You can stop early with COLA: online processing of aggregate queries in the cloud

  • Authors:
  • Yingjie Shi;Xiaofeng Meng;Fusheng Wang;Yantao Gan

  • Affiliations:
  • Renmin University of China, Beijing, China;Renmin University of China, Beijing, China;Emory University, Atlanta, GA, USA;Renmin University of China, Beijing, China

  • Venue:
  • Proceedings of the 21st ACM international conference on Information and knowledge management
  • Year:
  • 2012

Quantified Score

Hi-index 0.00

Visualization

Abstract

Cloud-based data management systems are emerging as scalable, fault-tolerant, and efficient solutions to manage large volumes of data with cost effective infrastructures, and more and more data analysis applications are migrated to the cloud. As an attractive solution to provide a quick sketch of massive data before a long wait of the final accurate query result, online processing of aggregate queries in the cloud is of paramount importance.

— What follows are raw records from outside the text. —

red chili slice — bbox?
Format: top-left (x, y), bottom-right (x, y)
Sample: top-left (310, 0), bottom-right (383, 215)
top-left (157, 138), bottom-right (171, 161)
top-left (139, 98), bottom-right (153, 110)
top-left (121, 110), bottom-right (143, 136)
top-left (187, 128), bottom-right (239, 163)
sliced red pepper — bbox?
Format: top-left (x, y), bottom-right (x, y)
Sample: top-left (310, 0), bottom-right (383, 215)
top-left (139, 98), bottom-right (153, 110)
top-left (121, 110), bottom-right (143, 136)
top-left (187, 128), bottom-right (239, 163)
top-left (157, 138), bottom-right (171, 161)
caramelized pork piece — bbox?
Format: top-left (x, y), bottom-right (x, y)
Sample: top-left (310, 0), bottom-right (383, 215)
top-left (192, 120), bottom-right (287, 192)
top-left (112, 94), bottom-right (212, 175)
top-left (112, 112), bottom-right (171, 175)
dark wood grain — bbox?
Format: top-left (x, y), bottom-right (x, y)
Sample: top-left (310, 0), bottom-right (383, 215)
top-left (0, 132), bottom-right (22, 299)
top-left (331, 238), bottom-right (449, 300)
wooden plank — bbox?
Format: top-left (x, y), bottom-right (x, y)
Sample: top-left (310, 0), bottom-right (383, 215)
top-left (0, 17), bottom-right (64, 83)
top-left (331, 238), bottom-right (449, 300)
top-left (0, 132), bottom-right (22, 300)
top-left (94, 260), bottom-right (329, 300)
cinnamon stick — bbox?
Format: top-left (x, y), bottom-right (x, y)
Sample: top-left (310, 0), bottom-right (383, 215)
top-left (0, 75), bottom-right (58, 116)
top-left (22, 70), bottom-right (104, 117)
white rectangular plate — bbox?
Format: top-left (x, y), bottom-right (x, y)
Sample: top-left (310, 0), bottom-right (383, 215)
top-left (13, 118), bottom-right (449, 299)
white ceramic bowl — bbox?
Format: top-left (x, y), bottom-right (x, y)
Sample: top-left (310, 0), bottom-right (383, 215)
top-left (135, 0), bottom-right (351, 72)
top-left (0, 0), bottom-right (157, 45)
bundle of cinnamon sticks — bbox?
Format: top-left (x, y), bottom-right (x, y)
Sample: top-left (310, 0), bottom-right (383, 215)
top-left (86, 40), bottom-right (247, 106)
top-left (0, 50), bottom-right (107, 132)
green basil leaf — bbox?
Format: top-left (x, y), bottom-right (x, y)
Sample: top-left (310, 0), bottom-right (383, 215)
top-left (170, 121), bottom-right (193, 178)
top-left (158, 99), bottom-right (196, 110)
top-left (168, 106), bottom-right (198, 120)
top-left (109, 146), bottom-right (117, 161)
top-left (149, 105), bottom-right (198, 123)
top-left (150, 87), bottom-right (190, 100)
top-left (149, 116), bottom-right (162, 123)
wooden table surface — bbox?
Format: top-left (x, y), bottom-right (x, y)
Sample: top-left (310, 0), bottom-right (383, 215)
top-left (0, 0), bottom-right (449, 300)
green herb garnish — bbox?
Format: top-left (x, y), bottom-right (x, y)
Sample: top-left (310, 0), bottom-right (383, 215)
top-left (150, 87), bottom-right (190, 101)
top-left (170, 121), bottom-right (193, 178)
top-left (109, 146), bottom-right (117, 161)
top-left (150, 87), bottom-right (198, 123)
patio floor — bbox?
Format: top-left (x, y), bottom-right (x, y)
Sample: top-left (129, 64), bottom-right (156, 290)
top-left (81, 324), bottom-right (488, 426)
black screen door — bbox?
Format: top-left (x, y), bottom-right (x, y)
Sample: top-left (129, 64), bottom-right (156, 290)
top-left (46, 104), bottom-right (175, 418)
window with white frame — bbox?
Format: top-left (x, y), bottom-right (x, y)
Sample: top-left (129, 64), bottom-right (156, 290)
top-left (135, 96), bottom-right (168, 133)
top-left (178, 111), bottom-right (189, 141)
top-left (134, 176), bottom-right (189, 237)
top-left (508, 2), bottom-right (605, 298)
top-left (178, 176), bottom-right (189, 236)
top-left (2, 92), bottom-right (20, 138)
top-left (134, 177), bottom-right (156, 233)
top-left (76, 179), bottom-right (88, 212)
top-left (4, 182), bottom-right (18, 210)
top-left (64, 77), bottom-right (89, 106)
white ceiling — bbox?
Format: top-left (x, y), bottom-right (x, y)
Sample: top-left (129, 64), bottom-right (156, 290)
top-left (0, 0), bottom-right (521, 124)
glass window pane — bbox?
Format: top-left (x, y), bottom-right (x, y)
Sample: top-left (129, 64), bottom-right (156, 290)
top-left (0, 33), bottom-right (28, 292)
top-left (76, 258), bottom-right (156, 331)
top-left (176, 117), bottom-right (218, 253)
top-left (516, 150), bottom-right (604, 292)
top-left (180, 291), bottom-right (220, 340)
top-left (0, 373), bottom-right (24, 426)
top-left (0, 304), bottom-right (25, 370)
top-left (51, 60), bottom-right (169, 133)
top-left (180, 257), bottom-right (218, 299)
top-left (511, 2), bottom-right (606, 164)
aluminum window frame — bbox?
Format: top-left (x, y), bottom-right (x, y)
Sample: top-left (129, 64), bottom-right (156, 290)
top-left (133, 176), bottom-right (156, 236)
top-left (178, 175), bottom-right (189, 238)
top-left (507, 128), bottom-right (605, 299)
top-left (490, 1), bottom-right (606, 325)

This problem is challenging to solve because of the large block based data organization and distributed processing mode in the cloud. In this paper, we present COLA, a system for Cloud Online Aggregation to provide progressive approximate answers for both single tables and joined multiple tables. We develop an online query processing algorithm for MapReduce to support incremental and continuous computing of aggregations on joins which minimizes the waiting time before an acceptable estimate is achieved. We formulate a statistical foundation that supports block-level sampling for single-table online aggregations and effective estimation of approximate results and confidence intervals of statistical significance. We also develop a two-phase stratified sampling method to support multi-table aggregations to improve the approximate query answers and speed up the convergence of confidence intervals. We implement COLA in Hadoop, and our experiments demonstrate that COLA can deliver reasonable precise online estimates within a time period two orders of magnitude shorter than that used to produce exact answers.